A Bayesian approach to the survivor average causal effect in cluster-randomized crossover trials

TL;DR

This paper tackles truncation by death in cluster-randomized crossover trials by defining and estimating the survivor average causal effect (SACE) within a principal-stratification framework. It develops a Bayesian model that jointly handles non-mortal outcomes and principal-stratum membership, using data augmentation and Polya-Gamma methods to obtain a tractable Gibbs sampler. Simulation study shows the proposed full model provides low bias and near-nominal coverage across realistic CRXO settings, while analyses reveal the importance of including cluster and cluster-period random effects in the correct parts of the model. The PEPTIC trial application demonstrates a causal interpretation for differences and ratios of non-mortality outcomes among always-survivors, offering practical guidance for causal inference in critical-care contexts with truncation by death. Overall, the approach enables robust, interpretable SACE assessment in CRXO designs and highlights avenues for sensitivity analyses and methodological extensions.

Abstract

In cluster-randomized crossover (CRXO) trials, groups of individuals are randomly assigned to two or more sequences of alternating treatments. Since clusters serve as their own control, the CRXO design is typically more statistically efficient than the usual parallel-arm design. CRXO trials are increasingly popular in many areas of health research where the number of available clusters is limited. Further, in trials among severely ill patients, researchers often want to assess the effect of treatments on secondary non-terminal outcomes, but frequently in these studies, there are patients who do not survive to have these measurements fully recorded. In this paper, we provide a causal inference framework and treatment effect estimation methods for addressing truncation by death in the setting of CRXO trials. We target the survivor average causal effect (SACE) estimand, a well-defined subgroup treatment effect obtained via principal stratification. We propose novel structural and standard modeling assumptions that enable estimating the SACE within a Bayesian paradigm.

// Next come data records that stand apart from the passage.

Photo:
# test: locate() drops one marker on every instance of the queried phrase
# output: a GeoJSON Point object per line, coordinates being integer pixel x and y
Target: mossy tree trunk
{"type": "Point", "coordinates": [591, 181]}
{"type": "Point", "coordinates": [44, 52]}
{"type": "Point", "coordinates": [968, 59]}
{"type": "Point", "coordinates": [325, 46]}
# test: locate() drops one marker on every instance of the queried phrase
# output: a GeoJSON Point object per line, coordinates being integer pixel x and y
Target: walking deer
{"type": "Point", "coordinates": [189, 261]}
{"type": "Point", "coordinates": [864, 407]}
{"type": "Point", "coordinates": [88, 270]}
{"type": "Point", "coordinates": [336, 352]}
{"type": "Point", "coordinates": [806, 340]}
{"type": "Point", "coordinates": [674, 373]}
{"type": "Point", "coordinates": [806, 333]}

We evaluate the small-sample performance of our proposed Bayesian approach for estimation of the SACE in CRXO trial settings via simulation studies. We apply our methods to a previously conducted two-period cross-sectional CRXO study examining the impact of proton pump inhibitors compared to histamine-2 receptor blockers on length of hospitalization among adults requiring invasive mechanical ventilation.

Figures (2)

• Figure 1: Illustration of a two-period cluster-randomized crossover (CRXO) design. Shaded cells indicate treatment condition and unshaded cells indicate the control condition. The first and second clusters have been randomized to the treatment sequence $A_1=(0,1)$ and $A_2=(1,0)$, respectively. The remaining clusters may be randomly assigned to either sequence. For each individual, the observed data shown are treatment, survival status $S_{ijk}$, and non-mortality outcome $Y_{ijk}$. For illustration purposes we include all $Y_{ijk}$, but we note that $Y_{ijk}$ is only fully observed when $S_{ijk}=1$, and $Y_{ijk}$ is truncated in the data when $S_{ijk}=0$.
• Figure 1: Trace plots to assess mixing of key parameters for data application PEPTIC, a two-period cross-sectional CRXO trial. 4 chains with 10,000 iterations with 2,500 burn-ins with random initials are plotted. Run time was about 2.7 hours, parallelized over 4 chains.